No hay día sin lesionados de bala en hospitales de San Javier.
En Santa Cruz, a diario hay menores que intentan suicidarse.
Civiles heridos en medio de combates urbanos, la otra cara.



Por
Elizabeth Yarce
Medellín


La confrontación urbana obligó a Metrosalud a reforzar la seguridad en Santa Cruz donde hace ocho meses bandas armadas derribaron la puerta de urgencias. Foto Donaldo Zuluaga.

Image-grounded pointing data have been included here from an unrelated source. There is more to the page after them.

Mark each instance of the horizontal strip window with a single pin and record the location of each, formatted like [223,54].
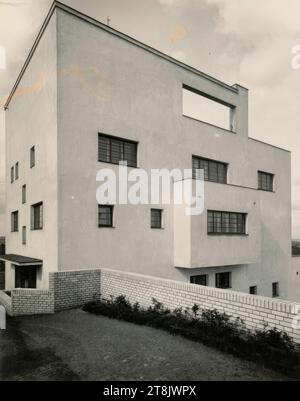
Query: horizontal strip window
[105,215]
[265,181]
[115,150]
[213,171]
[226,223]
[201,279]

Las seis de la tarde es la hora en que comienza el desangre en los barrios de Medellín. Los médicos de las salas de urgencias de los hospitales y centros asistenciales de los sectores en disputa se preparan porque saben que, de un momento a otro, tocarán la puerta con insistencia e ingresarán uno o varios jóvenes con heridas de bala para ser atendidos, ya sean integrantes de los grupos armados o civiles que quedaron atrapados en el fuego cruzado.

Desde hace seis meses, advierten, aumentaron los lesionados con disparos de fusil, mutilaciones por granadas y bombas y destrozos graves por la utilización de armas de alta velocidad en las calles de la ciudad.

"Entre las 6:00 y las 7:00 de la noche comienzan a llegar. Los últimos días están madrugando a combatir porque los heridos ingresan desde las nueve de la mañana. En promedio, es uno diario pero hay días más difíciles. El problema es cuando los ‘parceros’ de las bandas entran a mirar cómo estamos atendiendo a sus compañeros y están encima diciéndole a uno que se los salve", explica el médico Fernando Muñoz, de la Unidad de Atención Hospitalaria de San Javier, occidente de la ciudad.

Y mayor dificultad cuando las bandas, milicias y autodefensas se atrincheran en los centros hospitalarios para combatir o para rematar a sus enemigos. Hace quince días en el centro de atención de La Loma se enfrentaron dos bandas, una de ellas se metió al hospital y comenzó la balacera. El personal médico y administrativo salió ileso. Muchos se escondieron debajo de las camillas y en los baños. Minutos después, cuando acabaron las ráfagas, los galenos se aprestaron a atender a los heridos, muchachos entre los 15 y los 20 años, con las piernas, el tórax y, en el peor de los casos, su cabeza destrozada.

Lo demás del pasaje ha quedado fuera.